This GitHub repo holds the NextFlow workflow for reproducible analysis of the RNA-seq datasets created in the Chimera project.
We conducted two RNA-Seq assays to investigate alternative polyA site usage in the constructs created for the project:
QuantSeq is an RNA-Seq assay that quantifies the 3'UTR isoforms of mRNA transcripts.
5PSeq is an RNA-Seq assay that captures 5'phosphorylated mRNA transcript, enabling us to see the PolyA site usage of mRNA's flagged for decay.
Each analysis can be conducted using the code in this repo if the appropriate user defined variables are passed to the nextflow pipeline (see code folder README).
First, follow the installation steps on the NextFlow.
To run this pipeline you will also need to have conda installed as each process runs in a conda environment.

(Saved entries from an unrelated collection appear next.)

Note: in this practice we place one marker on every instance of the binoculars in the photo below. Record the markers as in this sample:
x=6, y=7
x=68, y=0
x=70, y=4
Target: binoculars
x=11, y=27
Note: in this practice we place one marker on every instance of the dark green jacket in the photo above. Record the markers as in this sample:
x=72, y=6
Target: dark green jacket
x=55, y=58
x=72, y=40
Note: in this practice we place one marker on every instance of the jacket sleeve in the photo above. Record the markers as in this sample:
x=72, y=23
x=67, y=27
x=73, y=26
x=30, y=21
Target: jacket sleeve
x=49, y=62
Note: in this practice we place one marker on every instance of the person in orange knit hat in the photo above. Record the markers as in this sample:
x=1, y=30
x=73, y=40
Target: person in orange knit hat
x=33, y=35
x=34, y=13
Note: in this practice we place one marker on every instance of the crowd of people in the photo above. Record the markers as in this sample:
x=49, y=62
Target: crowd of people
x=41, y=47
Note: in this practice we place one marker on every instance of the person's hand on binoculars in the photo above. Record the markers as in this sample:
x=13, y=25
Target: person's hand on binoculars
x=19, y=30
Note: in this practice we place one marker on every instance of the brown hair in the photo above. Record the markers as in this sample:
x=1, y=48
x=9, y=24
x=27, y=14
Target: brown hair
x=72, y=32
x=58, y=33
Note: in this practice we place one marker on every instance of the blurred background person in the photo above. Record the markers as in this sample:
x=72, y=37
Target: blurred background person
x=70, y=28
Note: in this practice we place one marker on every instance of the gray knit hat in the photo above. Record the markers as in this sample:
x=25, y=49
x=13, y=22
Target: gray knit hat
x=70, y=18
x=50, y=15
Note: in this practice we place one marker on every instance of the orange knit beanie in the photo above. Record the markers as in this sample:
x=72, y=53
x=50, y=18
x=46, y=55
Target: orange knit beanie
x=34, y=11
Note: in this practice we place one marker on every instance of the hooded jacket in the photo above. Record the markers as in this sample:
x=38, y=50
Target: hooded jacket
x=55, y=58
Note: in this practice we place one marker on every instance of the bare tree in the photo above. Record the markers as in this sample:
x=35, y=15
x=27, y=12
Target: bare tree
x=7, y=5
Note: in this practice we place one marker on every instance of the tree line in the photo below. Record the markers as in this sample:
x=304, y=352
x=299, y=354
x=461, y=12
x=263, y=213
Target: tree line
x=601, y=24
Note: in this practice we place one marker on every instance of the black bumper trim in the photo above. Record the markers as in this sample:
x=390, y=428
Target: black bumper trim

Then, clone this repo to your local computer/cluster.
To run this pipeline move to the code folder and pass the paired_reads_pipeline.nf file to nextflow. By default, the pipeline will analyse the QuantSeq data held on the lab datastore, see the README file in the code folder to see this.
cd code
nextflow run paired_reads_pipeline.nf
The fasta files and gff files which which the pipeline will align and count reads to needs to be created before running the pipeline. The reference fasta files also need to be properly index before HISAT2 begin align. And Rmd file creates the required fasta/gff files and a bash script indexes the fasta files. To run these scripts for the quantseq pipeline see below (more details are availble in the code/pre-processsing folder README file for analysing 5PSeq).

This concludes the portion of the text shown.